Attenzione anche ai pagamenti, infatti a gennai probabilmente bisognerà avere un pò di pazienza, dal momento che il 1° gennaio è festivo.

Quando arriva la pensione a gennaio 2025?

Come detto in precedenza, dunque, la pensione di gennaio 2025 arriverà in leggero ritardo. Infatti, se consideriamo che il 1° gennaio non può essere bancabile, in quanto festivo, e che il 2 gennaio serve all’INPS per aggiornare i propri sistemi, il pagamento delle pensioni avverrà venerdì 3 gennaio 2025.

Dunque, un leggero ritardo che comunque è del tutto normale e quindi non c’è nulla di cui preoccuparsi.

Di quanto aumentano le pensioni a gennaio 2025?

Dopo l’aumento importante avvenuto a dicembre 2024, grazie alla tredicesima e del relativo bonus che però spetta solo in presenza di determinati requisiti, a gennaio 2025 scattano gli aumenti per effetto della perequazione.

In questo senso è bene sottolineare che il tasso rilevato dall’Istat è stato dello 0,8% e questo verrà applicato sulle pensioni di importo fino a 4 volte il valore del trattamento minimo. Mentre tra le 4 e 5 volte, scatta un leggero taglio che si prende solo il 90% del tasso di rivalutazione accertato. Infine, sopra le 5 volte si prende il 75%.

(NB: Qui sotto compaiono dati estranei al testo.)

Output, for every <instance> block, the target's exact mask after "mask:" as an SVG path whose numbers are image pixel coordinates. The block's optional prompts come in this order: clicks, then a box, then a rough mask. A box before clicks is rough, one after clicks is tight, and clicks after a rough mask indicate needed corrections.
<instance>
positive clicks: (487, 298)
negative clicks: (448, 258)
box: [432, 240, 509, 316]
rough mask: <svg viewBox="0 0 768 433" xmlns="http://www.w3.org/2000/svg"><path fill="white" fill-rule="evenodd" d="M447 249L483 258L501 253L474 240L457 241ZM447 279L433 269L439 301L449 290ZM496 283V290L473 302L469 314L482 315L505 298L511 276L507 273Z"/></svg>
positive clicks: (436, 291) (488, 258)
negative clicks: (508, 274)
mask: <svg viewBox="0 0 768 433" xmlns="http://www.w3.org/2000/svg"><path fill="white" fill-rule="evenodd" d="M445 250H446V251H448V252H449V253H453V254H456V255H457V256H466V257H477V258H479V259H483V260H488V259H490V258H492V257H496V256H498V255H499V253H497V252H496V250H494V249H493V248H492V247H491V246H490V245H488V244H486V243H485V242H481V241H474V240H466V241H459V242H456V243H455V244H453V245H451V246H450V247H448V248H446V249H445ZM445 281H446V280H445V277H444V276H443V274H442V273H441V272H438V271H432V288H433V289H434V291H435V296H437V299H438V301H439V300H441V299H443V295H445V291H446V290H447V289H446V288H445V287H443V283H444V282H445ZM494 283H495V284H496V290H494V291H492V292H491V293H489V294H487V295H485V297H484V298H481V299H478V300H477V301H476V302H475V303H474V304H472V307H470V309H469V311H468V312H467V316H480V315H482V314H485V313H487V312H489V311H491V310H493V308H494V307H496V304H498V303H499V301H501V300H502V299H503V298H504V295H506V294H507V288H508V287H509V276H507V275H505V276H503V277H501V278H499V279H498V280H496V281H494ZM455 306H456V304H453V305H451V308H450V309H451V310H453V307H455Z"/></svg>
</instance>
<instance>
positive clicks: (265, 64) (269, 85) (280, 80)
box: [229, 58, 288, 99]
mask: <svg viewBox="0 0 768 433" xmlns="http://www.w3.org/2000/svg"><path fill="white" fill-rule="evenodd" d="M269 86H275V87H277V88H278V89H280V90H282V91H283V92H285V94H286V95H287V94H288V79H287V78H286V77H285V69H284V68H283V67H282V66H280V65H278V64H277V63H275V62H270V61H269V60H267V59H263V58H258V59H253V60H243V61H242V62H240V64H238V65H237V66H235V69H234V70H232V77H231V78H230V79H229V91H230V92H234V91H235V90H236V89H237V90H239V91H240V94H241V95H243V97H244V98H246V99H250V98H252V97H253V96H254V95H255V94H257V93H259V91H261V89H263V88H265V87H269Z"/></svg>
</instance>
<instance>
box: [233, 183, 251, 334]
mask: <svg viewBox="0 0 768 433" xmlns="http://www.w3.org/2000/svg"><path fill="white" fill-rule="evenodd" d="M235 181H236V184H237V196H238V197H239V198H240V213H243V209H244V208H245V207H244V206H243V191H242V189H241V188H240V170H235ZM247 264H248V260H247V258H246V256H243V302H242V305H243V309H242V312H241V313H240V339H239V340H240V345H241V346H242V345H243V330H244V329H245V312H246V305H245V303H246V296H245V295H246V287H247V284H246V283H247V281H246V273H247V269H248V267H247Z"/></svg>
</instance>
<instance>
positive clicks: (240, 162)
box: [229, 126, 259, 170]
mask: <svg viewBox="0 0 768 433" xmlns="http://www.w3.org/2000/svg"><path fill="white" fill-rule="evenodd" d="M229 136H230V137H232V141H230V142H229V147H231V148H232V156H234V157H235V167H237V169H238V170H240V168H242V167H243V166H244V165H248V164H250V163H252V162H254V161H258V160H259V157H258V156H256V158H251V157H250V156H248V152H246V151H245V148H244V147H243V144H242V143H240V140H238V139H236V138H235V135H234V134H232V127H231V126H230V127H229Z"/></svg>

Anche le pensioni minime godranno di un piccolo aumento, raggiungendo la soglia dei 603,39 euro. Considerando poi l’incremento straordinario del 2,2% previsto dalla Legge di Bilancio 2025, si arriverà a 616,67 euro. Aumentano anche l’assegno sociale e la pensione di invalidità civile, che passano rispettivamente a 538,41 euro e 366 euro.